É neste terreno fértil, o da interseção do design com a arte, que encontramos Constança Entrudo. Esta é só a primeira de muitas conexões, conceito central na coleção da próxima primavera que, no sábado, é apresentada no interior do Pavilhão Carlos Lopes. Às técnicas que já fazem parte da linguagem da designer e que reconhece como terapêuticas — é o caso das linhas que, unidas, formam uma espécie de tecido por tecer — Constança convidou outras designes e artesãs a colaborar nas suas peças (conexões, lá está). Os botões são feitos por uma designer de joias francesa, que trabalha com materiais menos nobres, repescados em feiras e mercados de velharias. Pelos desenhos da coleção, já tínhamos percebido que os botões iam ter um papel importante. A criadora revela, entretanto, que as peças se transformam, assumem diferentes formas e podem ser usadas de várias maneiras.

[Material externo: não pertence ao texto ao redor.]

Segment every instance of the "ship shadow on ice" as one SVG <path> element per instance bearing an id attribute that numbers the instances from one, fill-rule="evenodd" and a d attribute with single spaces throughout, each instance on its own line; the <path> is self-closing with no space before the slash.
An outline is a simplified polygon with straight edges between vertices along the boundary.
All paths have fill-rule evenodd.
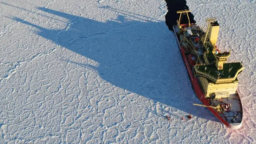
<path id="1" fill-rule="evenodd" d="M 156 103 L 217 121 L 206 108 L 192 105 L 200 102 L 192 89 L 176 39 L 162 34 L 167 30 L 163 24 L 165 22 L 153 19 L 149 20 L 150 18 L 106 7 L 102 8 L 119 15 L 104 23 L 45 8 L 38 8 L 68 19 L 68 26 L 64 29 L 49 29 L 18 18 L 14 19 L 37 28 L 37 34 L 99 64 L 95 67 L 69 62 L 93 68 L 106 82 Z M 129 16 L 138 17 L 138 20 L 127 19 Z"/>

A seis dias do desfile, o work in progress dentro do atelier © André Carrilho/Observador

Da Dinamarca, chega o trabalho de uma especialista em malhas. São peças com impacto visual, às quais se juntam os chapéus de uma designer britânica. As peças da coleção estão espalhadas pela Europa, mas não admira — Constança é uma pesquisadora por natureza, de materiais, de imagens, de ideias e de palavras. Para isso, nunca há pressa. Mais do que viagens a destinos paradisíacos, é nas bibliotecas e arquivos que passa semanas, meses até. “Se formos bons designers está tudo em nós, não é preciso ter mundo para fazer uma boa coleção”, declara. As viagens inspiradoras não estão fora dos planos da designer. De visita a Moçambique, por exemplo, mais do que os padrões e as cores vibrante, deixou-se fascinar com o styling local. Um pano e as suas mil possibilidades ficaram-lhe na memória. A última descoberta, na origem desta coleção, foi o livro Difficult Loves, de Italo Calvino. São histórias de amores em cadeia, tal como a roupa, que além de conectar uma mão cheia de designers (há ainda uma peça que foi tecida por uma artesã durante uma semana), ainda as liga ao portador final.

Nono atelier, Constança conta com ajuda de uma designer e de cinco estagiários, estudantes de moda da Faculdade de Arquitetura da Universidade de Lisboa a quem lançou um desafio criativo. Deu dez euros a cada um e pediu que fossem à Feira da Ladra em busca de objetos que pudessem dar origem a peças de vestuário e acessórios. O retorno foi surpreendente. Apareceram discos de vinil, cuecas e até colheres. Roupa, arte contemporânea, velharias e literatura — a visão que Constança tem da moda é total, holística. “A moda não é só um bem de consumo, é uma também uma ciência social. O que vestimos afeta imenso o que somos. Acredito que, quando valorizamos o design, isso muda o dia das pessoas”, reflete.

As cores, as técnicas e os materiais — aos 24 anos, Constança conseguiu criar uma linguagem própria © André Carrilho/Observador

Entre o atelier do Príncipe Real e a fábrica onde as peças são produzidas, em Almada, Constança dá continuidade ao trabalho de explorar novas técnicas e materiais. Diz que é mais fácil fazê-lo em Portugal, onde os meios de produção estão abertos à inovação e ao teste. Em modo freelance, Constança continua disponível para colaborar com outros designers. Diz-se muito nova para se fechar na sua própria marca. Tanto o investimento financeiro como a roupa têm tempo para crescer, slowly, devagar e talvez sem fazer tantos planos. Está visto que a moda antecipa e adia quando menos se espera.